15. Hoewel derhalve grief II gedeeltelijk gegrond is, leidt dat toch niet tot een ander resultaat. Hetzelfde geldt voor grief III. Weliswaar niet omdat [appellant 1] gebonden is aan de ODA-vaststellings-overeenkomst, maar niettemin, omdat hij en [appellant 2] gebonden zijn aan de in deze zaak aan de orde zijnde WCAM-overeenkomst, kan het verweer van [appellant 1] en [appellant 2] met betrekking tot de wijze van totstandkoming en de uitvoering van de lease-overeenkomst in deze zaak geen rol meer spelen.
16. Grief IV komt op tegen de beslissing in het vonnis over de nevenvordering inzake buitengerechtelijke kosten. De grief vraagt aandacht voor het verweer van [appellant 1] en [appellant 2] dat brieven die aan [appellant 1] zijn geschreven, niet anders zijn dan een herhaling en dat het ging om standaardbrieven die en masse aan cliënten van Dexia werden geschreven. Met dit verweer is de deugdelijk gemotiveerde stelling van Varde op dit punt echter niet voldoende betwist. Al in de eerste aanleg heeft Varde de in haar opdracht door haar incasso-gemachtigde EDR verrichte werkzaamheden meer in detail beschreven en daarbij naast de verzending van de brieven aan [appellant 1] (welke brieven ook in het geding zijn gebracht) ook het telefonisch benaderen van [appellant 1] genoemd. Dat de onderscheidene werkzaamheden zijn verricht, is niet bestreden. [appellant 1] en [appellant 2] leggen onvoldoende uit waarom die werkzaamheden niet grotendeels kosten zijn als bedoeld in artikel 6:96, tweede lid onder c, BW. De grief kan dan geen doel treffen.

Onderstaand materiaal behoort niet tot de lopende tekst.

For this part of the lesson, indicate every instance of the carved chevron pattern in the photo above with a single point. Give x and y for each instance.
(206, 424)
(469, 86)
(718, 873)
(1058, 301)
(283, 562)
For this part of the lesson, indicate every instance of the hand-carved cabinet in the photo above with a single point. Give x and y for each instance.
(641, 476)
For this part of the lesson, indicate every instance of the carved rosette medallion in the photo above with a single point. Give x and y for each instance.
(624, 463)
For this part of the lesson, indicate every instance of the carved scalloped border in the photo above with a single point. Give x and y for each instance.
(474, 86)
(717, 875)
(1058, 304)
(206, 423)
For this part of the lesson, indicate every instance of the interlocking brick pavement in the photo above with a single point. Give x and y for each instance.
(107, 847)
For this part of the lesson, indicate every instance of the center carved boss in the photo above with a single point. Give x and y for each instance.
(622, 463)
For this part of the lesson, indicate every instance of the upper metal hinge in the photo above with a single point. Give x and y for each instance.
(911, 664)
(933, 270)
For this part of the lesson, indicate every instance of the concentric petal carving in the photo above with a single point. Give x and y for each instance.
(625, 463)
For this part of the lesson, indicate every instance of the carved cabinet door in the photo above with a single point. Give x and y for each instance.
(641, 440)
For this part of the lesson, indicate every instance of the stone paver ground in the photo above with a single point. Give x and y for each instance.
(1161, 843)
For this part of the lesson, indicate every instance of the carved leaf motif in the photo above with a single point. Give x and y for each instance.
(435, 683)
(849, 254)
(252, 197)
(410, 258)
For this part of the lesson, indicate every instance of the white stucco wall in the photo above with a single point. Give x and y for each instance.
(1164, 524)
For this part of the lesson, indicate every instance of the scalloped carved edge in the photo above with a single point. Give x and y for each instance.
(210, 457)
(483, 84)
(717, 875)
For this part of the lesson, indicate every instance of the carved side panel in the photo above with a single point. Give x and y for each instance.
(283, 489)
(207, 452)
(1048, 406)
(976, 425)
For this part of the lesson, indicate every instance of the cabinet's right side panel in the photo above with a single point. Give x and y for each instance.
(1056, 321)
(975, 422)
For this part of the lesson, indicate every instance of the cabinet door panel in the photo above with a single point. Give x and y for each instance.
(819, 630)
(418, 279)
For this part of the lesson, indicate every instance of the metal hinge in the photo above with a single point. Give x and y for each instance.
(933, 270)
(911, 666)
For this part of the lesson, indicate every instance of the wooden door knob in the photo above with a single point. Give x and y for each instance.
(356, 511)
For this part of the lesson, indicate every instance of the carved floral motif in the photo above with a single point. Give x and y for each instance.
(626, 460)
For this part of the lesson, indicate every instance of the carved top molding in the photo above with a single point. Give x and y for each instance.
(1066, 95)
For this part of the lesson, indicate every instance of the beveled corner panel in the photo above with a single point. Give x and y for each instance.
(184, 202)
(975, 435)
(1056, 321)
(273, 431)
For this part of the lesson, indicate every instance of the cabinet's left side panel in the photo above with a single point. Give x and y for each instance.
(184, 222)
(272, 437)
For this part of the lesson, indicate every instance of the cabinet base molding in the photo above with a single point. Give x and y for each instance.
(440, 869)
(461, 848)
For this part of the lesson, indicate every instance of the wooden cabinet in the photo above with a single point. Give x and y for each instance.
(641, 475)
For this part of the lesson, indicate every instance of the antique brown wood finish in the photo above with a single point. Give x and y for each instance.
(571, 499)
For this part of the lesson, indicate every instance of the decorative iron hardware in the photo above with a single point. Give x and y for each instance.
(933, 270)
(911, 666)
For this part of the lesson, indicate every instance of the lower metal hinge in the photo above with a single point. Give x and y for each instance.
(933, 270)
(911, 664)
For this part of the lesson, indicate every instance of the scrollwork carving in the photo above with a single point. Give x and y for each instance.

17. Gelet op hetgeen hierboven (onder 2b) is vastgesteld, behoeft grief V geen bespreking meer. Verdere bespreking van de grieven is overbodig. Niet blijkt van grond voor vernietiging van het bestreden vonnis, zodat dit moet worden bekrachtigd. Bij deze uitkomst hebben [appellant 1] en [appellant 2] de gedingkosten in hoger beroep te dragen. Beslist moet worden als hierna te doen.
Beslissing
Het hof:
bekrachtigt het vonnis waarvan beroep;
verwijst [appellant 1] en [appellant 2] hoofdelijk in de kosten van dit hoger beroep en begroot die kosten, voor zover tot heden aan de kant van Varde gevallen, op € 649,= aan vast recht en € 632,= aan advocaatssalaris;
verklaart deze veroordeling uitvoerbaar bij voorraad.
Dit arrest is gewezen door mrs. E.J. van Sandick, R.F. Groos en D. den Hertog en is uitgesproken ter openbare terechtzitting van 15 januari 2013 in aanwezigheid van de griffier.